Лев обратился к Ольге:
– Ты ведь только об одном деде рассказала, а у тебя их четыре.
– Ой, нет, ребята, я уже устала болтать. С удовольствием кого-нибудь из вас послушаю. Про других ― в следующий раз. Ладно?
– Жаль, ― тяжело вздохнул Лев. ― Про меня рассказывать нечего. Я живу на окраине Москвы с бабушкой. Она оперная певица. Поэтому мой дом ― сцена Московского театра оперетты.
– Вот это поворот?! ― восхитилась Ольга. ― А ты меня как-нибудь при случае сводишь на «Анну Каренину»?
– Мадемуазель, легко!
– Фу, какая пошлость! ― Ксюша отвернулась от раскокетничавшегося Льва.
– А кто твои родители? ― поинтересовался Володя.
– Они тоже из оперных, но я их не помню: погибли, я был маленький.

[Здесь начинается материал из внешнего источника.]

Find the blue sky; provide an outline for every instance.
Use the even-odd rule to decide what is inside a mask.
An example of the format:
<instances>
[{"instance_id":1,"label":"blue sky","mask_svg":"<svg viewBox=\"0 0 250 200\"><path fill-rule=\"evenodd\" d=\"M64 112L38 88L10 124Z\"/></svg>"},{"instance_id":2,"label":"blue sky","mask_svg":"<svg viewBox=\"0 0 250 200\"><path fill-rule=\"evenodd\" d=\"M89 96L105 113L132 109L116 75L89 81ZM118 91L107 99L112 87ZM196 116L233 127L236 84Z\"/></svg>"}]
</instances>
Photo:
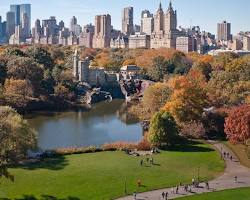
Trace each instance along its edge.
<instances>
[{"instance_id":1,"label":"blue sky","mask_svg":"<svg viewBox=\"0 0 250 200\"><path fill-rule=\"evenodd\" d=\"M110 13L115 28L121 27L121 10L133 6L135 23L140 23L140 13L148 9L155 13L160 0L0 0L0 15L5 19L10 4L31 3L32 25L35 19L56 16L68 26L75 15L80 25L94 23L96 14ZM162 0L164 10L169 0ZM178 13L178 26L200 25L202 30L216 32L222 20L232 23L232 32L250 31L250 0L173 0Z\"/></svg>"}]
</instances>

– Прости, я же не знал, ― Володя почувствовал себя неудобно.
– Да всё норм. У меня бабуля мировая.
– А ты помимо стихов, ещё и поёшь? Оперу? ― спросила не без любопытства Ольга.
– Это парадокс, но на мне природа решила выспаться. У меня вообще нет слуха. Нисколечко! Бабулю это так в своё время расстроило, она так переживала, что я бездарен, но когда я начал её успокаивать стихами, потом посвятил ей свою поэму «Закулисье», она поняла, что я ― венец рода! ― И Лев продекламировал своё стихотворение, точнее, отрывок из него:
В твоих глазах тонул, словно чумной,
И так привык, что жил уже не насухо.
Я был Му-му, а ты Герасим мой
С огромным камнем и шнурком за пазухой.
Спектакль закончился, на сцене свет погас,
И занавес предстал худыми шторами.
Я был Пьеро, а ты мой Карабас ―
Владелец кассы с трудовыми сборами.
Венок поставлю из увядших грёз.
Погиб роман, не дотянув до повести.
Я был Карениной, а ты мой Паровоз
С большим гудком, без тормозов и совести.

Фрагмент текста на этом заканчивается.